They've announced the shortlist for this year's Royal Society Winton Prize for Science Books -- looks like interesting stuff (and I hope to get around to reviewing the Philip Ball).
The winner will be announced 10 November.
They've announced the longlists for the prix Médicis -- interesting because they also have a foreign-fiction category.
Among the titles to make the best foreign book longlist were the ubiquitous Evie Wyld's, Vladimir Lorchenkov's The Good Life Elsewhere, and Mohsin Hamid's How to Get Filthy Rich in Rising Asia.
Among the authors placing books on the French longlist are Antoine Volodine and Christine Montalbetti.
(I will also take this opportunity to note yet again how horrific the French-prize sites (or closest approximations thereto) are.
For years one could at least rely on the invaluable Prix-littéraires.net for all necessary French literary prize information, so it didn't matter what the official and quasi-official sites looked like, but since that site is no longer being updated the situation has gotten near-hopeless.
Get your acts together, folks !)
The most recent addition to the complete review is my review of Solomonica de Winter's Over the Rainbow.
De Winter was born in 1997, which makes her the currently youngest author with a title under review at the complete review (and, I suspect, the youngest ever).
But what's most noteworthy about this book is that, although written in English, it has not yet been published in English (and doesn't have a US/UK publisher yet, to the best of my knowledge); instead the review relies on the German translation, Die Geschichte von Blue.

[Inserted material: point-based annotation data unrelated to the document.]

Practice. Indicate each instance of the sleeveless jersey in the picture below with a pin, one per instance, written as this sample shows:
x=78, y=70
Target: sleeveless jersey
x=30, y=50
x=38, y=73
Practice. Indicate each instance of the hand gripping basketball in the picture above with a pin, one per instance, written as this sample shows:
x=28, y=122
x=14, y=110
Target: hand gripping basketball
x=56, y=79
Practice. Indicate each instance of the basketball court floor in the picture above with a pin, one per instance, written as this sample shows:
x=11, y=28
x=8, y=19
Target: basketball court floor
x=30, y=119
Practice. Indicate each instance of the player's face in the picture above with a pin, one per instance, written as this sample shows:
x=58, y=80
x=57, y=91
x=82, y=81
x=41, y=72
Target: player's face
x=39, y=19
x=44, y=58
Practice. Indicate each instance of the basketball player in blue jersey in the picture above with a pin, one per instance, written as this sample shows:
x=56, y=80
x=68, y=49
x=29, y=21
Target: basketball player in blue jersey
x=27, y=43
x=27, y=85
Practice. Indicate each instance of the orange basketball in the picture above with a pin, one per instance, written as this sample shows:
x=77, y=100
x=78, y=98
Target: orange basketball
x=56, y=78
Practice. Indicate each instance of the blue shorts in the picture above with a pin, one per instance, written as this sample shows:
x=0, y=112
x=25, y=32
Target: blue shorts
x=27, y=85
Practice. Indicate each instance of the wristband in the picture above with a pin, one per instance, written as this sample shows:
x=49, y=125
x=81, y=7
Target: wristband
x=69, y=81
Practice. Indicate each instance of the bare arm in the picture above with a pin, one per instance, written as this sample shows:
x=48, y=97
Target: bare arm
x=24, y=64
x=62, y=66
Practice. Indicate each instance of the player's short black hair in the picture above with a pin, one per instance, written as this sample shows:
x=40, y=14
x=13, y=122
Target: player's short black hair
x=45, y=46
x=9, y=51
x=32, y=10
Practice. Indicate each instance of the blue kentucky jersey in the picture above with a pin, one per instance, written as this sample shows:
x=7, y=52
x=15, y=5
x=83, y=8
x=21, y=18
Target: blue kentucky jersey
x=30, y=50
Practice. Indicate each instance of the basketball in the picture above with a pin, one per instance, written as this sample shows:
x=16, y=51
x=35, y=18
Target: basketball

(A Dutch translation is also forthcoming, as Achter de regenboog.)
This makes for a peculiar addition to the index of foreign-language books under review that are not yet available in English .....
(This isn't entirely unheard of -- for various reason books sometimes aren't/can't (immediately) be published in the language they were written in -- including some written in English.
So, for example, Gabriel Josipovici's Only Joking infamously found a German publisher in 2005, but only appeared in English in 2010; Moses Isegawa's first novels were published in Dutch before they came out in English (Snakepit, for example, appearing in Dutch in 1999 and then only in the English it was written in in 2004).)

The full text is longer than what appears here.